What security teams miss in email attacks
Email remains the most common entry point for attackers. This article examines how phishing, impersonation, and account takeover continue to drive email breaches and expose growing security gaps across industries.
Email blind spots are back to bite security teams
Email remains the primary entry point for compromise. Malware in email increased by more than 130% year over year. Scams rose by more than 30% and phishing increased by more than 20%. These categories continue to drive most of the operational impact that organizations experience, including account compromise and business disruption.
Email breaches are the silent killers of business growth
78% of organizations were hit by an email breach in the past 12 months. Phishing, impersonation, and account takeover continue to drive incidents that often lead to ransomware and data loss. Phishing and spear phishing were the most common breach types, followed by business email compromise and account takeover. These attacks often overlap. A single phishing email can expose credentials that attackers later use to impersonate staff, steal data, or spread malware across the network.
Cybercriminals are getting personal, and it’s working
For the sixth quarter in a row, the manufacturing sector remains the prime target for cybercriminals. In Q2 2025, manufacturers faced the highest volume of email-based attacks, 26% of all incidents, encompassing BEC, phishing, and malspam threats. Retail follows, accounting for 20% of attacks, with healthcare close behind at 19%, reflecting a consistent trend observed since last year and through Q1 2025.
Email security risks healthcare IT can’t afford to ignore
Email remains one of the biggest security risks in healthcare. Outdated systems and frustrating tools often lead staff to bypass security measures, leaving patient data exposed.
Employees repeatedly fall for vendor email compromise attacks
In just 12 months, attackers attempted to steal more than $300 million via vendor email compromise (VEC), with 7% of engagements coming from employees who had engaged with a previous attack. Employees struggle to differentiate between legitimate messages and attacks, especially when those emails appear to come from a trusted vendor. Employees in the largest organizations, with workforces of 50,000 or more, had the highest rate of second-step engagement with VEC.
Low-tech phishing attacks are gaining ground
Cybercriminals are taking the sentiment “work smarter, not harder” to a whole other level with callback phishing scams, a vector that wasn’t even part of the equation last year In Q1 2025, it accounts for 16% of phishing attempts. This is pertinent because link usage, which accounted for 75% of phishing attempts in Q1 2024, dropped by 42% in Q1 2025, making room for callbacks, which now account for nearly one in five attempts. Callback phishing is a social engineering attack where victims are tricked into calling a seemingly legitimate phone number through emails or texts to reveal sensitive information or download malware.
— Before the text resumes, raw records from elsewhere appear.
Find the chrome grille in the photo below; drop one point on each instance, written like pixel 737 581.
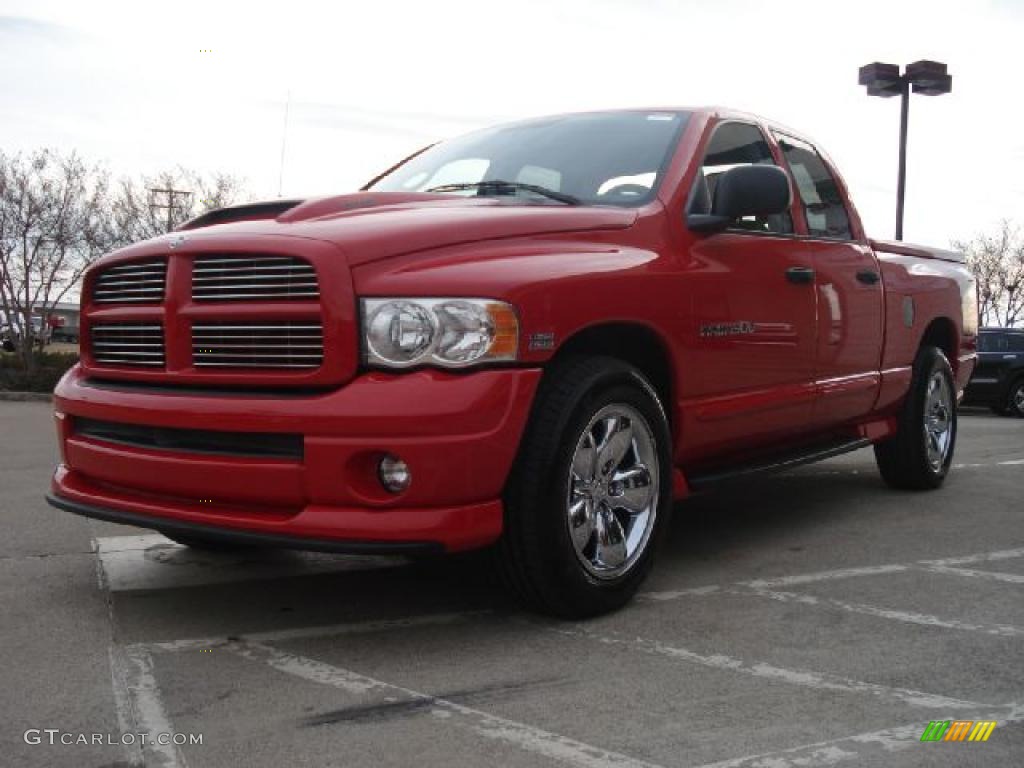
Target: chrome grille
pixel 291 345
pixel 128 344
pixel 239 278
pixel 137 283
Only 1% of malicious emails that reach inboxes deliver malware
99% of email threats reaching corporate user inboxes in 2024 were response-based social engineering attacks or contained phishing links. Only 1% of malicious emails that reached user inboxes delivered malware. This shows that while common pre-delivery email defenses are effective at stopping malware, they are far less capable of blocking high risk threats like business email compromise and credential phishing.
Nine out of ten emails are spam
Now, more than ever, users can fall prey to word-perfect AI-created phishing campaigns, subtle BEC messages that sound remarkably like the sender, and highly convincing ploys from trusted vendors with legitimate-looking websites and clean domains. 9 out of 10 emails were categorised as spam – i.e., unsolicited, unwanted emails or those sent with malicious intent. Of the never-seen-before spam emails, 37% fell into the commercial, 32% into the scam, and 21% into the phishing categories of spam.